In the last few months I’ve been collaborating a lot with Matt DeLand on a number of different problems in data mining. Matt is really smart, technically proficient and a great person to work with, so if you are looking for someone to solve your data problems look no further. He has also been kind enough to contribute posts on a regular basis. The first in these will be a few words about coding up a version of the naive Bayes algorithm, but before he does so I decided to talk in general about how we arrived at the conclusion that this particular approach might be fruitful. Matt will talk in more detail above the problem and the data at hand, so I’ll just intro that we are dealing with a set of about 145,000 rows and 95 attributes, where we are trying to predict an outcome which we call “Days.”

Lets first look at a histogram of Days, do get an idea of how the outcome might be distributed.

Well, it seems like most of the output is 0. As a matter of fact about 85% of the rows give 0 as the output which we can see immediately.

> length(which(data$Days==0))/nrow(data) [1] 0.8474433

A model that predicts 0 all the time will be 85% correct, so the key here is to find one that will deal with a small percentage of outliers. Here is the full distribution of 1 to 15 days:

> for (i in 0:15){ + print(length(which(data$Days==i)))} [1] 124975 [1] 9299 [1] 4548 [1] 2882 [1] 1819 [1] 1093 [1] 660 [1] 474 [1] 316 [1] 263 [1] 209 [1] 145 [1] 135 [1] 111 [1] 65 [1] 479

Now lets take a look at some of the attributes.
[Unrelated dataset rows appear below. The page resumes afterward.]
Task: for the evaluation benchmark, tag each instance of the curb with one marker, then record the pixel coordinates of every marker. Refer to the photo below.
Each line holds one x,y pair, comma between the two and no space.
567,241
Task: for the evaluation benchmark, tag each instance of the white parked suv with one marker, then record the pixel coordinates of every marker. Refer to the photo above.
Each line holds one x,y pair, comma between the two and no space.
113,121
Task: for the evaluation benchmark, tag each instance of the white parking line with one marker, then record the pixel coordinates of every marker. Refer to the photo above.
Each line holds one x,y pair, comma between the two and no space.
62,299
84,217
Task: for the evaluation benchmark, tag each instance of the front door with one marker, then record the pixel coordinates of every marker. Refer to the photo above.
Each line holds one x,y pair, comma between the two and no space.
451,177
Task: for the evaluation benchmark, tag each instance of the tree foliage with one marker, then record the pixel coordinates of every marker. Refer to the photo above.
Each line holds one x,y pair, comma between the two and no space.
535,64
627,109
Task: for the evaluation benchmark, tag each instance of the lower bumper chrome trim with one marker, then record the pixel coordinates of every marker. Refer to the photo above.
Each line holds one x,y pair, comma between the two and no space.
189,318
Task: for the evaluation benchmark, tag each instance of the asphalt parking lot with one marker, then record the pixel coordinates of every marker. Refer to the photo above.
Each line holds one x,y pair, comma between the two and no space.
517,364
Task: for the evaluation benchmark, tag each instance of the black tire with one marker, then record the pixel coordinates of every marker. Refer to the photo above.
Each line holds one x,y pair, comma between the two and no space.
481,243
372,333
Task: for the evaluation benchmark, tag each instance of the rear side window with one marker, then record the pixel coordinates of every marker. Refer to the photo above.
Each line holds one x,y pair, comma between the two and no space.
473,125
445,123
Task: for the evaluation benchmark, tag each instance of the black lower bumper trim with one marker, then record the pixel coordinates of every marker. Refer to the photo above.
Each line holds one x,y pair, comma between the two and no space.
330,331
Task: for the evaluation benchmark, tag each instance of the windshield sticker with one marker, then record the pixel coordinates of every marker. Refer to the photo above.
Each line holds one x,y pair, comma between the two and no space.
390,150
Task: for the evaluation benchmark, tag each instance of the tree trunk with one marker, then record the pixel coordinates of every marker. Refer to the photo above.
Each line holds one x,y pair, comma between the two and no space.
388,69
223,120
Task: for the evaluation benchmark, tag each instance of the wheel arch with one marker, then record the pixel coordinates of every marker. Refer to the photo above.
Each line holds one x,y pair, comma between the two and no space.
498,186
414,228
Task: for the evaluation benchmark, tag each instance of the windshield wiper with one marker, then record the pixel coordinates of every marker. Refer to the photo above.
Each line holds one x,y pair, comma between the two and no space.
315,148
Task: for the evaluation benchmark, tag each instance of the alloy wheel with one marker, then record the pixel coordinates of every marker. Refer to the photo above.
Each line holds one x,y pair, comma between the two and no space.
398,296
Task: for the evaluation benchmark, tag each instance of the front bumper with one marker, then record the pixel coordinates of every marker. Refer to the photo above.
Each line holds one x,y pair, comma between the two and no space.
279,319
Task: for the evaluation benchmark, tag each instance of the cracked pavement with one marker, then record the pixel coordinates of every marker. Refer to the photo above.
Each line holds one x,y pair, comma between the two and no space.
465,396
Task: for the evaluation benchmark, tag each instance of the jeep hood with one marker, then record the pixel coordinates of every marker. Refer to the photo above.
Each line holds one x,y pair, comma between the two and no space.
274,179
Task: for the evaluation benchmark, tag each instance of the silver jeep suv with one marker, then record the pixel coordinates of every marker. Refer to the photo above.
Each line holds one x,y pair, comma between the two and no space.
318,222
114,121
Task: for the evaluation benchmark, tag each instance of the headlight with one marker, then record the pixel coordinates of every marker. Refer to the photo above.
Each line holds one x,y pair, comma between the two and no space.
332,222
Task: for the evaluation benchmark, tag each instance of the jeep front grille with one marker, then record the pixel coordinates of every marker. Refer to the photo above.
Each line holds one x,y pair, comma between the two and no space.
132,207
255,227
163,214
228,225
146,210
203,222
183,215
The three below are good representative of the lot.

We might potentially be able to model these as normally distributed around 0 with very shallow tails, or perhaps a Gamma distribution with k=1. There are a couple of attributes that exhibit a mixed distribution phenomenon as seen below.

So not only is our model going to have catch outliers or shallow tails, but it also going to have to deal with attributes following different types distributions.

One thing we could always try is to see if any of the attributes are correlated closely with the output. This could tell is if there are flags in the data which could help predict outlier outputs. Running the following few lines produces a plot of correlations between Days and all the other attributes.

s <- seq(-1,1, length.out=ncol(data))plot(1:ncol(data), s, type="n", xlab="Attributes", ylab="Correlation with Days") for (c in 1:ncol(data)){ points(c, cor(data$Days, data[,c]), col=c)}

Other than the last dot, which is cor(Days, Days), the correlation coefficient is pretty low, so this first naive approach did not produce any immediate insight.

Now, since a Bayesian learner models the distributions directly from the data, and does not require a priori input of the distribution type, this approach becomes a reasonable next next step.